Problem seeing classes in rubygem

W

Wes Gamble

Ruby 1.8.2

I am trying to take advantage of a Rubygem named RubyfulSoup (a port of
the PHP BeautifulSoup module).

I have installed the gem correctly (it shows up when I do gem -list) and
my require_gem statement succeeds.

However, when I go to instantiate one of the classes defined in this
gem, the call fails with:

unitialized constant: BeautifulSoup

on line 4 of my test case below.

Here is my test case:

require 'rubygems'
require_gem 'rubyful_soup', '>= 1.0.4'

parser = BeautifulSoup.new(%{"kajsdlfkjads"})

Does anyone understand why the class name inside of the rubyful_soup.rb
file cannot be seen successfully?

Thanks,
Wes
 
R

Ross Bamford

I have installed the gem correctly (it shows up when I do gem -list) and
my require_gem statement succeeds.

However, when I go to instantiate one of the classes defined in this
gem, the call fails with:

unitialized constant: BeautifulSoup

on line 4 of my test case below.

Here is my test case:

require 'rubygems'
require_gem 'rubyful_soup', '>= 1.0.4'

parser = BeautifulSoup.new(%{"kajsdlfkjads"})

require_gem does (by default) actually require anything inside the gem -
it's just used to tell Gems about version constraints you want to have.
You'll still have to require 'rubyful_soup' to actually load it.

note 1: In normal use, Gems patches require to automatically load gems
as needed, so you could have just had "require 'rubyful_soup'" and the
latest installed version would be installed. If you really do need that
version constraint, however, I think you have to keep the require_gem.

note 2: Gems does support an 'autorequire' attribute in a gem's spec
that allows it to automatically require a given file when the Gem itself
is required, but this is deprecated and rubyful soup doesn't appear to
use it.
 
D

Daniel Harple

Ruby 1.8.2

I am trying to take advantage of a Rubygem named RubyfulSoup (a
port of
the PHP BeautifulSoup module).

Python actually.
require 'rubygems'
require_gem 'rubyful_soup', '>= 1.0.4'

Unless you _really need_ version 1.0.4, you can drop this and just do
require 'rubyful_soup'.

-- Daniel
 
M

Mark Volkmann

require_gem does (by default) actually require anything inside the gem -

I assume you meant "doesn't" above. A caveat is what you mention below
regarding autorequire.
it's just used to tell Gems about version constraints you want to have.
You'll still have to require 'rubyful_soup' to actually load it.

note 1: In normal use, Gems patches require to automatically load gems
as needed, so you could have just had "require 'rubyful_soup'" and the
latest installed version would be installed. If you really do need that
version constraint, however, I think you have to keep the require_gem.

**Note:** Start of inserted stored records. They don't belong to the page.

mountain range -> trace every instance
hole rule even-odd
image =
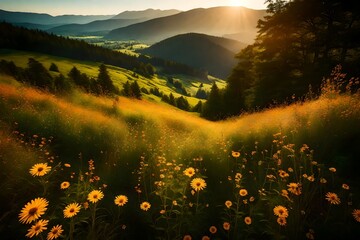
[[[210,75],[225,79],[236,64],[235,54],[246,45],[236,40],[187,33],[165,39],[141,53],[205,69]]]
[[[235,40],[252,43],[257,34],[257,22],[265,14],[265,10],[245,7],[198,8],[118,28],[112,30],[106,38],[153,44],[175,35],[197,32],[214,36],[228,35]]]

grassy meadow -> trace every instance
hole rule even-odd
[[[7,60],[25,67],[27,57],[63,73],[74,65]],[[76,66],[96,76],[97,66]],[[109,72],[116,84],[131,76]],[[166,81],[139,84],[165,91]],[[356,239],[359,122],[358,94],[210,122],[146,98],[55,96],[1,75],[2,239]],[[38,221],[44,231],[32,235],[40,217],[48,228]]]
[[[96,78],[96,76],[98,75],[98,68],[100,65],[100,63],[76,61],[73,59],[56,57],[56,56],[40,54],[35,52],[14,51],[14,50],[6,50],[6,49],[0,50],[0,59],[13,61],[18,67],[26,68],[29,58],[34,58],[37,61],[41,62],[47,69],[50,67],[51,63],[55,63],[59,68],[59,72],[65,76],[74,66],[76,66],[76,68],[79,69],[80,72],[87,74],[89,77]],[[174,97],[181,96],[181,94],[176,92],[176,88],[174,86],[171,86],[169,85],[169,83],[167,83],[166,76],[156,75],[149,80],[148,78],[145,78],[141,75],[137,75],[137,77],[134,77],[134,73],[132,71],[124,68],[111,66],[111,65],[108,65],[107,68],[109,75],[114,82],[114,85],[119,89],[123,88],[123,84],[126,81],[132,82],[136,80],[138,81],[140,88],[146,88],[148,91],[150,91],[151,88],[157,87],[159,88],[159,91],[162,91],[166,95],[172,93]],[[53,74],[58,74],[58,73],[53,73]],[[192,96],[196,94],[196,91],[198,90],[200,85],[199,80],[195,79],[194,77],[178,74],[178,75],[174,75],[173,79],[180,80],[183,86],[185,87],[185,89],[187,90],[187,92],[190,93]],[[217,79],[211,76],[209,76],[209,79],[211,81],[215,81],[219,88],[224,88],[226,85],[224,80]],[[212,86],[212,82],[203,83],[203,89],[205,91],[210,91],[211,86]],[[161,101],[159,97],[154,95],[144,94],[144,97],[147,98],[148,100],[149,99],[155,100],[157,102]],[[199,99],[194,97],[186,97],[186,98],[191,106],[195,106],[199,101]]]

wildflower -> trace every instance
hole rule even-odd
[[[39,235],[47,229],[46,226],[48,225],[48,223],[49,220],[39,220],[34,225],[32,225],[30,229],[28,229],[28,233],[26,234],[26,236],[32,238],[33,236]]]
[[[190,235],[185,235],[184,237],[183,237],[183,240],[191,240],[192,238],[191,238],[191,236]]]
[[[250,202],[253,202],[253,201],[255,201],[255,198],[254,198],[253,196],[251,196],[251,197],[249,198],[249,201],[250,201]]]
[[[276,206],[273,209],[274,214],[280,218],[287,218],[289,216],[288,210],[284,206]]]
[[[210,240],[210,237],[209,237],[209,236],[203,236],[203,237],[201,238],[201,240]]]
[[[314,175],[308,176],[307,180],[309,180],[310,182],[315,181]]]
[[[234,158],[240,157],[240,153],[239,153],[239,152],[231,151],[231,155],[232,155]]]
[[[71,165],[70,165],[69,163],[65,163],[65,164],[64,164],[64,167],[69,168],[69,167],[71,167]]]
[[[336,168],[331,167],[331,168],[329,168],[329,171],[334,173],[334,172],[336,172]]]
[[[124,206],[128,202],[128,198],[125,195],[118,195],[114,199],[115,205],[118,205],[120,207]]]
[[[85,209],[88,209],[88,208],[89,208],[89,202],[84,202],[84,203],[83,203],[83,207],[84,207]]]
[[[349,185],[347,185],[346,183],[343,183],[343,185],[341,186],[343,189],[345,189],[345,190],[349,190],[350,189],[350,187],[349,187]]]
[[[58,237],[61,236],[61,233],[63,232],[64,230],[62,229],[62,226],[61,225],[56,225],[56,226],[53,226],[50,230],[50,232],[48,233],[47,235],[47,240],[53,240],[53,239],[57,239]]]
[[[325,178],[320,178],[320,183],[327,183],[327,180]]]
[[[239,194],[240,196],[245,197],[248,195],[248,191],[246,189],[240,189]]]
[[[286,225],[286,218],[278,217],[276,221],[280,226],[285,226]]]
[[[301,194],[301,186],[299,183],[289,183],[287,186],[289,187],[288,191],[292,194],[295,194],[297,196]]]
[[[176,200],[174,200],[174,201],[172,202],[172,204],[173,204],[174,206],[177,206],[177,205],[178,205],[178,203],[177,203]]]
[[[142,202],[142,203],[140,204],[140,208],[141,208],[141,210],[144,210],[144,211],[149,210],[149,209],[150,209],[150,207],[151,207],[151,204],[150,204],[150,203],[148,203],[148,202]]]
[[[104,197],[104,194],[100,190],[93,190],[88,194],[88,200],[92,203],[97,203]]]
[[[62,182],[60,184],[60,188],[61,189],[67,189],[68,187],[70,187],[70,183],[69,182]]]
[[[291,167],[288,168],[288,172],[294,172],[294,169],[292,169]]]
[[[285,172],[284,170],[279,170],[279,176],[281,178],[286,178],[286,177],[289,177],[289,174],[287,172]]]
[[[212,233],[212,234],[215,234],[217,232],[217,228],[215,226],[211,226],[209,228],[209,231]]]
[[[241,178],[242,178],[241,173],[236,173],[235,174],[235,181],[240,181]]]
[[[360,209],[354,209],[352,215],[357,222],[360,222]]]
[[[49,202],[45,198],[35,198],[34,200],[31,200],[31,202],[28,202],[21,209],[19,222],[28,224],[35,221],[45,213],[48,205]]]
[[[328,200],[331,204],[338,205],[341,203],[340,198],[336,193],[328,192],[325,196],[326,200]]]
[[[195,190],[195,191],[200,191],[203,190],[204,188],[206,188],[206,182],[204,179],[202,178],[194,178],[191,183],[190,186]]]
[[[251,224],[251,217],[245,217],[244,222],[246,223],[246,225],[250,225]]]
[[[30,174],[38,177],[42,177],[51,171],[51,167],[47,163],[37,163],[30,169]]]
[[[288,193],[288,191],[286,191],[285,189],[282,189],[282,190],[281,190],[281,196],[287,198],[287,200],[290,201],[289,193]]]
[[[223,228],[224,228],[224,230],[229,231],[230,230],[230,223],[229,222],[224,222],[223,223]]]
[[[230,208],[230,207],[232,206],[232,202],[229,201],[229,200],[227,200],[227,201],[225,202],[225,206],[226,206],[227,208]]]
[[[192,177],[195,174],[195,169],[192,167],[189,167],[189,168],[185,169],[183,173],[188,177]]]
[[[160,210],[160,214],[165,214],[165,210],[164,210],[164,209],[161,209],[161,210]]]
[[[80,212],[81,206],[78,203],[70,203],[64,209],[64,218],[72,218]]]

note 2: Gems does support an 'autorequire' attribute in a gem's spec
that allows it to automatically require a given file when the Gem itself
is required, but this is deprecated and rubyful soup doesn't appear to
use it.

Based on what you've said it seems that
1) There is no point in using require_gem unless you want to specify
version constraints instead of just using the newest version of the
gem.
2) Since autorequire is being deprecated, you should never just use
require_gem. You should also use a require to pull in a specific file
within the gem.

Does anyone disagree with these recommendations?
 
R

Ross Bamford

I assume you meant "doesn't" above.

Oops, yes, typo there.
Based on what you've said it seems that
1) There is no point in using require_gem unless you want to specify
version constraints instead of just using the newest version of the
gem.
2) Since autorequire is being deprecated, you should never just use
require_gem. You should also use a require to pull in a specific file
within the gem.

Yes, in fact I think that's what the Gems team now recommend.